Norma fiktif positif pada Undang-undang No 30 tahun 2014 tentang Administrasi Pemerintahan hanya berlaku untuk permohonan baru yang sebelumnya tidak pernah diterbitkan.
Demikian dinyatakan ahli hukum administrasi negara Zudan Arif Fakrulloh dalam sidang lanjutan perkara fiktif positif yang diajukan PT Riau Andalan Pulp and Paper (RAPP) untuk mencabut pembatalan Rencana Kerja Usaha (RKU) RAPP oleh Menteri Lingkungan Hidup dan Kehutanan (LHK) di Pengadilan Tata Usaha Negara (PTUN) Jakarta, Senin (11/12/2017).
“Original intens dari fiktif positif pada UU 30/2014 hanya untuk permohonan baru, tidak untuk membatalkan keputusan yang sudah terjadi,” kata Zudan yang juga pengajar ilmu hukum di sejumlah perguruan tinggi itu.
Pasal 53 UU 30/2014 menyatakan badan atau pejabat pemerintahan wajib menetapkan dan/atau melakukan keputusan dan atau tindakan dalam waktu paling lama 10 hari kerja setelah permohonan diterima.
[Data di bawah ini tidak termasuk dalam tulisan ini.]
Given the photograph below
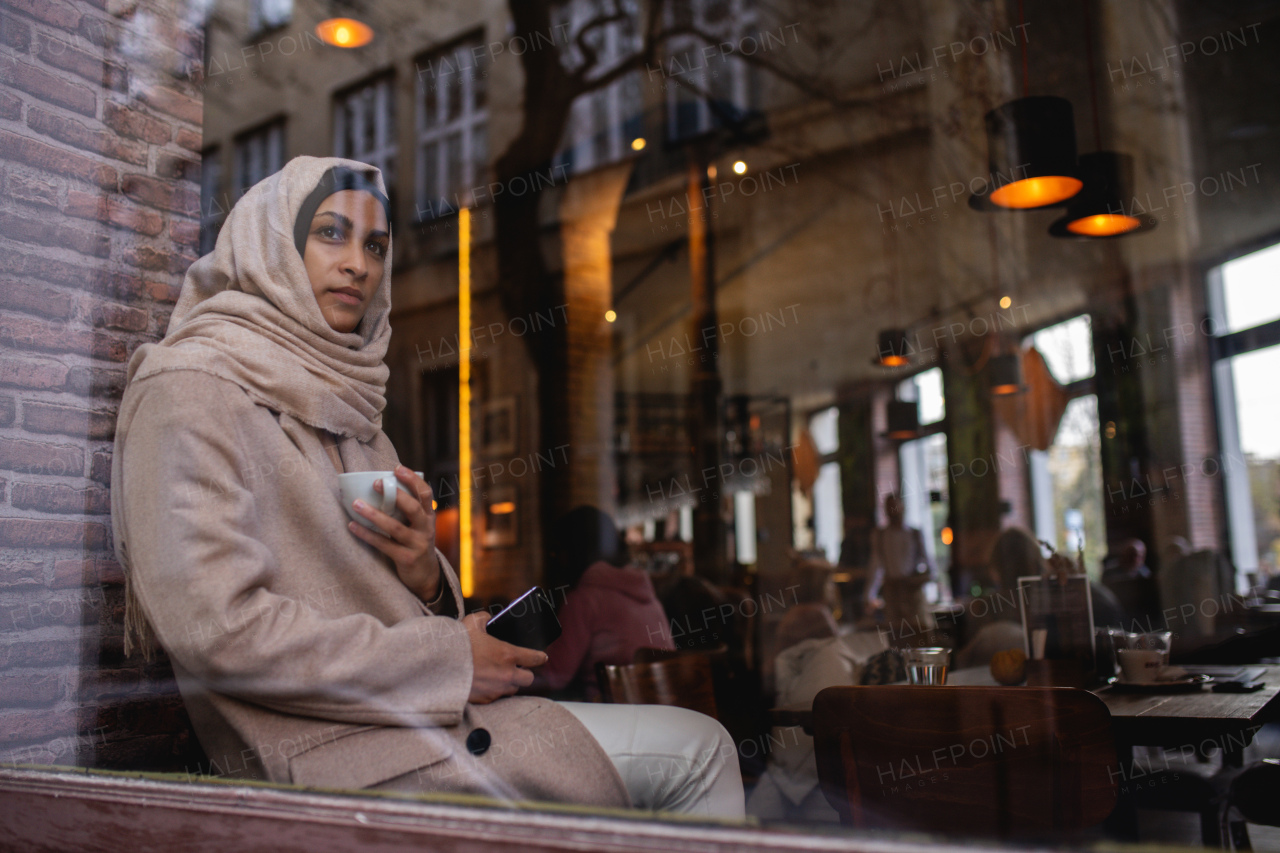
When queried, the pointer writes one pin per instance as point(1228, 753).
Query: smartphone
point(529, 621)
Jika tidak ada keputusan dan/atau tindakan sampai tenggat waktu berakhir, maka permohonan dianggap dikabulkan. Pemohon kemudian bisa mengajukan kepada PTUN untuk mendapat pengesahan.
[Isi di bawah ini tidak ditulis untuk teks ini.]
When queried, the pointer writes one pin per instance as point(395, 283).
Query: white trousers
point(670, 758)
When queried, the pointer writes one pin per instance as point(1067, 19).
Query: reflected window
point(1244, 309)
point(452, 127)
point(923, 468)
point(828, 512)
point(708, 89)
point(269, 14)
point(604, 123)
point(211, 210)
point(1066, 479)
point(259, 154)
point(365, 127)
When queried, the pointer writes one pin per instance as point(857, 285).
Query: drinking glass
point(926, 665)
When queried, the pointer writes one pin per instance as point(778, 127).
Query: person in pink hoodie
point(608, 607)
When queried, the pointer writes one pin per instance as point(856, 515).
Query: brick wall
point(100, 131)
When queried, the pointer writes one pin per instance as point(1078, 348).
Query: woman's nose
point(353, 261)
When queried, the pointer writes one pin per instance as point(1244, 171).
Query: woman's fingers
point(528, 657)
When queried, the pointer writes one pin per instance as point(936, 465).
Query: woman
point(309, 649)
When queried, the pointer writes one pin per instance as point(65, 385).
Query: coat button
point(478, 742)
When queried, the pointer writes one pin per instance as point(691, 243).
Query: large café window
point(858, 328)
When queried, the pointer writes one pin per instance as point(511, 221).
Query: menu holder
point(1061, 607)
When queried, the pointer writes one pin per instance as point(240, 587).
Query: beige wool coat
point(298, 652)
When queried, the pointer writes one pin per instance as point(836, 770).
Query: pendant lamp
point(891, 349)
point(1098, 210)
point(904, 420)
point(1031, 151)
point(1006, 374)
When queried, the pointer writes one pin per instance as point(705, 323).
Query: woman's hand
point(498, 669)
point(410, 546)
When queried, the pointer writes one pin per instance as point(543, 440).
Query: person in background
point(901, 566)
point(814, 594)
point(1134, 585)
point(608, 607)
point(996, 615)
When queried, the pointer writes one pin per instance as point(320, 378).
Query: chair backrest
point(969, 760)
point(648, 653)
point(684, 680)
Zudan memberi contoh untuk penerbitan izin mendirikan bangunan (IMB), apabila pejabat pemerintah tidak merespons permohonan yang diajukan masyarakat dalam jangka waktu 10 hari, maka permohonan dianggap dikabulkan dan dapat diajukan kepada PTUN untuk mendapat pengesahan.
Namun, kata Zudan, jika ada permohonan untuk membatalkan IMB yang sudah terbit maka hal itu tidak termasuk pada norma fiktif positif seperti yang dimaksudkan pada UU 30/2014.
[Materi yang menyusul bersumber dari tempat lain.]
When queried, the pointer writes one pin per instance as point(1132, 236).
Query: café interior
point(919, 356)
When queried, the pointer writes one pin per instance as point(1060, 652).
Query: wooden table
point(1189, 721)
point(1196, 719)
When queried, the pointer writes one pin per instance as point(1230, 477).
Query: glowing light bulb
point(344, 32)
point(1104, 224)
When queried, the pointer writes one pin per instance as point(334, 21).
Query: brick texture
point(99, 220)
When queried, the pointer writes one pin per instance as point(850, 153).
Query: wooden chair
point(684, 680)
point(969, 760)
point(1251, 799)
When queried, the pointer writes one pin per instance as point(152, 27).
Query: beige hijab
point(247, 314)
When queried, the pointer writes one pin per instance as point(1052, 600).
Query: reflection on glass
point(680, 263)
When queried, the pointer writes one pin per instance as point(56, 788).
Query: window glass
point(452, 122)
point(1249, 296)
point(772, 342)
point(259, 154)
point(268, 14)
Dia menambahkan, respons pemerintah tidak selalu mesti berupa jawaban tertulis melainkan bisa berupa tindakan nyata. Dia memberi contoh untuk permohonan KTP, tindakan nyata berupa melakukan pemotretan dan perekaman sidik jari, merupakan respons yang diberikan atas permohonan masyarakat.
Saat ditanya, oleh tim kuasa hukum RAPP, bagaimana kaitannya dengan Pasal 77 UU 30/2014 yang menyatakan keberatan atas keputusan pemerintah harus diselesaikan dalam jangka waktu 10, Zudan menegaskan bahwa original intens pada norma fiktif positif di pasal itu tetap mengacu pada pasal 53 UU 30/2014.
Dia juga menambahkan penyelesaian keberatan yang diajukan kepada pemerintah bisa berupa tindakan seperti rapat-rapat pembahasan atas keberatan yang diajukan. “Meski ada batas waktu 10 hari, tapi bisa saja belum ada keputusan sampai batas waktu berakhir untuk memenuhi azas umum pemerintahan yang baik yaitu pengharapan yang wajar kepada masyarakat,” katanya.
Sementara ahli hukum tata negara dan administrasi Phillipus M Hadjon menyatakan, secara prinsip sebuah keputusan hukum berlaku prospektif. Namun, sebuah keputusan hukum bisa direvisi jika ada peraturan perundang-undangan yang baru atau berdasarkan kondisi faktual yang terjadi. “Adanya kebakaran hutan itu kondisi faktual yang terjadi,” kata Hadjon yang Guru Besar di Universitas Airlangga.
Dia memberi penjelasan ketika ditanya oleh kuasa hukum Menteri LHK soal terkait ketentuan peralihan yang diatur pada Peraturan Pemerintah No 71/2014 yang telah diubah dengan PP No 57/2016 tentang Perlindungan dan Pengelolaan Ekosistem Gambut.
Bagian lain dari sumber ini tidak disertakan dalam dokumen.